ZJU scientists unravel mechanism of genome instability by DNA Pol μ misincorporatio

2021-07-23 Global Communications

Endogenous and exogenous factors may result in a variety of DNA damage, among which DNA double-strand breaks (DSBs) are the most perilous type of DNA damage. If they fail to be repaired promptly, it will affect genome stability considerably and even lead to cell death. Nonhomologous end joining (NHEJ) is one of the main pathways to repairing DSBs.X family polymerases (Pol μ, Pol λ, and TdT) are involved in the NHEJ pathway and perform gap-filling repair synthesis. Pol μ can effectively misinsert dGTP opposite 1-nt gapped DNA containing templating T. This misincorporation further facilitates subsequent NHEJ ligation reaction by the DNA ligase IV/XRCC4 complex, which may ultimately lead to genomic instability during NHEJ repair. However, the mechanism of Pol μ-induced genome instability remains obscure.

The research team led by Prof. ZHAO Ye and Prof. HUA Yuejin from the Zhejiang University College of Life Sciences published a research article entitled “Mechanism of genome instability mediated by human DNA polymerase mu misincorporation” in the journal Nature Communications on June 18. In this study, researchers investigated the misincorporation of dGTP by Pol μ, discovered key amino acid sites where nucleotides are identified and inserted, and elucidated on the molecular mechanism for genomic instability mediated by DNA polymerases.

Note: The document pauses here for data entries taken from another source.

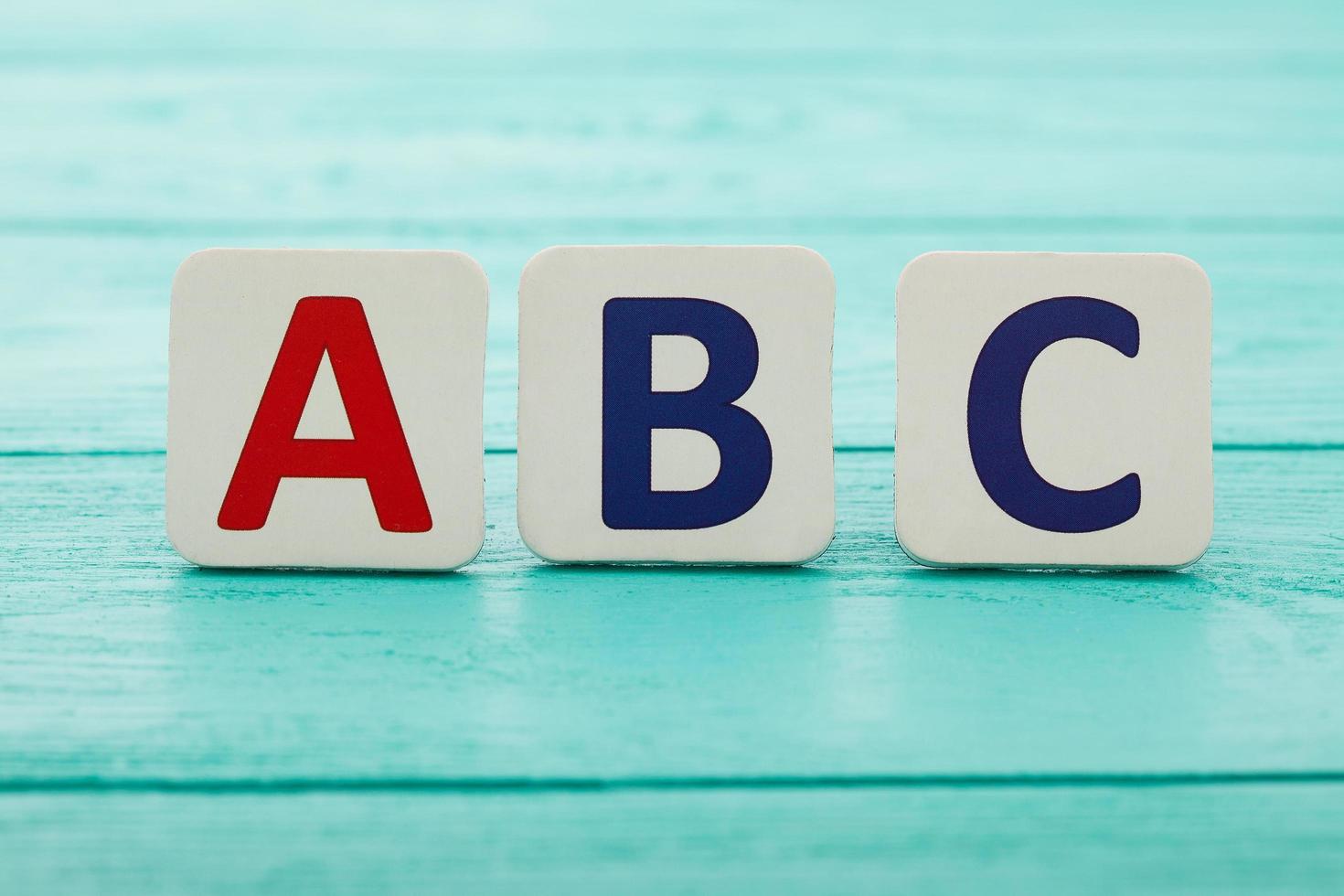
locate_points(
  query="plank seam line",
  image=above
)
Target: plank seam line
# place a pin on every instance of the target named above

Previous studies revealed that Pol μ skips the templating base and uses the gapped DNA substrate on the downstream to maintain the canonical Watson–Crick (WC) pair, which may well bring about DNA mutations. Prof. ZHAO Ye and Prof. HUA Yuejin determined and compared crystal structures and kinetics of Pol μ substituting dGTP for dATP on gapped DNA substrates containing templating T. Pol μ is highly mutagenic on a 2-nt gapped DNA substrate, with T:dGTP base pairing at the 3ʹ end of the gap. Two residues (Lys438 and Gln441) interact with T:dGTP and fine-tune the active site microenvironments. The in-crystal misincorporation reaction of Pol μ revealed an unexpected second dGTP in the active site, suggesting its potential mutagenic role among human X family polymerases in NHEJ.

On the whole, the misincorporation of DNA polymerases may cause base substitutions or frameshift mutations and eventually genomic instability. “This study reveals different mechanisms of Pol μ’s dGTP misincorporation and implies that as compared with other polymerases, Pol μ has a potentially stronger mutation-inducing propensity in the NHEJ pathway,” said Zhao.